El Nino storms set to double in next century: Scientists

El Nino storms set to double in next century: Scientists

Intense weather events caused by El Niño may soon occur every 10 years, instead ... rainfall and storm patterns around the world — an El Niño.

Drought in Southern California, epic freezes in the Southeast, is it the coming apocalypse? Not yet, but it might appear that way over the next century, thanks in part to increasingly extreme El Nino events forecasted for the next while.

According to an international team of researchers, this El Nino weather pattern is expected to occur every decade or so, double the frequency it used to be in the last century.

The report was published in the journal Nature Climate Change.

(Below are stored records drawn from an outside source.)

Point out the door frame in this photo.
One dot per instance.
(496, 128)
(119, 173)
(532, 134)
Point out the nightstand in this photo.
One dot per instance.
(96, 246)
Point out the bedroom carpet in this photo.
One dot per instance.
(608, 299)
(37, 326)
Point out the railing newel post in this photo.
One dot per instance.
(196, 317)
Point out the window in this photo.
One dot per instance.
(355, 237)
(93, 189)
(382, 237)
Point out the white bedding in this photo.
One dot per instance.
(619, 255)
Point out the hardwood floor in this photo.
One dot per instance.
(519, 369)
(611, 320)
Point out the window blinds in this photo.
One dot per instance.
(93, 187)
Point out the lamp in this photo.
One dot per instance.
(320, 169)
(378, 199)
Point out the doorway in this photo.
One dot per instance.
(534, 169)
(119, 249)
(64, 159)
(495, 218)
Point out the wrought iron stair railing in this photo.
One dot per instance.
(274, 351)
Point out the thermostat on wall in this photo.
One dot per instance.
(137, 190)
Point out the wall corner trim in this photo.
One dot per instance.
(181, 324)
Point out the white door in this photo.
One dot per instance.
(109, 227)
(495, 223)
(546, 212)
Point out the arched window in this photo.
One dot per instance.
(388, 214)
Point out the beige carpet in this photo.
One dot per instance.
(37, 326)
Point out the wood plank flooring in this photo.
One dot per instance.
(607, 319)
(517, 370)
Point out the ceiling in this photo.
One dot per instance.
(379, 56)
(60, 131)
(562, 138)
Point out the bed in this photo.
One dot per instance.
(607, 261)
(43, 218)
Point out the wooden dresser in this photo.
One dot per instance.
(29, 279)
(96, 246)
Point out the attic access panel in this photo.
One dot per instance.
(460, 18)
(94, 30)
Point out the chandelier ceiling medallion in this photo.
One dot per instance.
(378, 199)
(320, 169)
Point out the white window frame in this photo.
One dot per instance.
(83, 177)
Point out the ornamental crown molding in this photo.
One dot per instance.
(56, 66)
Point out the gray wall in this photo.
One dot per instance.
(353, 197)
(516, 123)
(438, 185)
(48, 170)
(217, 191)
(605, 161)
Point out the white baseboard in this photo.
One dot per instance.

The paper involved an analysis of 20 climate models that simulated extreme rainfall.

“This latest research based on rainfall patterns suggests that extreme El Ninoevents are likely to double in frequency as the world warms, leading to direct impacts on extreme weather events worldwide,” Cai concluded.

Conventional El Nino events first build up in the western Pacific, but the more unusual extreme El Ninos develop as the water warms up over the dry and cold eastern equatorial Pacific Ocean. This change in the temperature throws off rainfall patterns throughout the entire world.

According to the scientists, as the ocean waters in the eastern Pacific Ocean warm over the next century because of climate change, that warming will increase frequency of extreme El Nino events.

According to the study’s models, extreme El Ninos occurred about every 20 years between 1890 and 1990. The models then show the occurrences increasing to every 10 years from 1990 to 2090.

The last extreme El Nino was in 1997-1998, and it killed about 23,000 people and caused an estimated $35 billion in damage. If these most powerful El Ninos do happen more often, they will most likely cause more natural disasters.

“During an extreme El Nino event, countries in the western Pacific such as Australia and Indonesia experienced devastating droughts and wild fire,” said lead author Wenju Cai with the Commonwealth Scientific and Industrial Research Organization, Australia’s national science agency.

Cai went on to say that floods devastated the eastern equatorial region of Ecuador and northern Peru.

The research team concluded that scientists have been trying to connect El Nino events to climate for more than 20 years.

“This research is the first comprehensive examination of the issue to produce robust and convincing results,” said Mike McPhaden, one of the paper’s authors and a researcher with the U.S. National Oceanic and Atmospheric Administration.